Zero km grande risparmio
Risparmio economico, ma anche energetico. È quanto sta alla base della filosofia della spesa a chilometri zero ossia l’acquisto di prodotti che non subiscono troppe intermediazioni e non devono percorrere lunghe distanze prima di giungere sulle tavole, subendo così i rincari dovuti ai costi di trasporto. L’idea è stata accolta con entusiasmo da molti, ma sono in tanti anche gli scettici che ritengono minimi i benefici. Ad avere aderito con grande convinzione alla creazione di una filiera che permetta la spesa a chilometri zero è stata la Coldiretti. Secondo una sua recente stima, scegliendo l’acquisto di prodotti locali e di stagione si possono risparmiare più di 100 euro al mese sui 467 che ogni famiglia spende in media per alimenti. Acquistando direttamente nelle quasi 50 mila imprese agricole nazionali è possibile ridurre di un terzo il costo della spesa.
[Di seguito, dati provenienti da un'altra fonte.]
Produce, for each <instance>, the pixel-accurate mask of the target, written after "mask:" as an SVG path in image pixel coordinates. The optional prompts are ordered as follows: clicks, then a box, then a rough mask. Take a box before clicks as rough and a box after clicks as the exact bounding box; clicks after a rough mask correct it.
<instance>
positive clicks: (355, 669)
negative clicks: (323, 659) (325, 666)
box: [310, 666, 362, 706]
Le iniziative di questo genere si stanno moltiplicando. Il primo risparmio della spesa a chilometri zero è, ovviamente, quello economico. Ma il sistema è apprezzato anche dagli ambientalisti per le sue potenzialità a livello di contenimento energetico. Per fare un esempio: acquistando prodotti locali di stagione e facendo attenzione agli imballaggi, una famiglia può risparmiare fino a 1.000 chili di anidride carbonica (CO2) ogni anno. Al Gore, premio Nobel per il suo impegno a difesa dell’ambiente, ha inserito l’acquisto di cibi locali nell’elenco delle cose da fare per dare una mano a salvare la Terra dal surriscaldamento globale. Secondo le stime riportate nel suo lavoro "Una scomoda verità" un pasto percorre mediamente più di 1.900 km. per camion, nave o aero prima di arrivare nelle case. Il nostro Paese, come spesso avviene, arriva tra gli ultimi a scoprire le potenzialità del mercato a chilometri zero. In Gran Bretagna, ad esempio, sono molti anni che se ne parla e una grande catena di distribuzione come Tesco ha già dato vita a un progetto di riduzione della strada percorsa dai suoi acquisti, privilegiando i produttori locali. Su molte etichette dei prodotti Tesco appare l’indicazione delle miglia percorse dal prodotto per arrivare allo scaffale. Così si può facilmente scoprire che una pesca ha percorso 8.000 km. e si può scegliere di non acquistarla e passare ad altra frutta.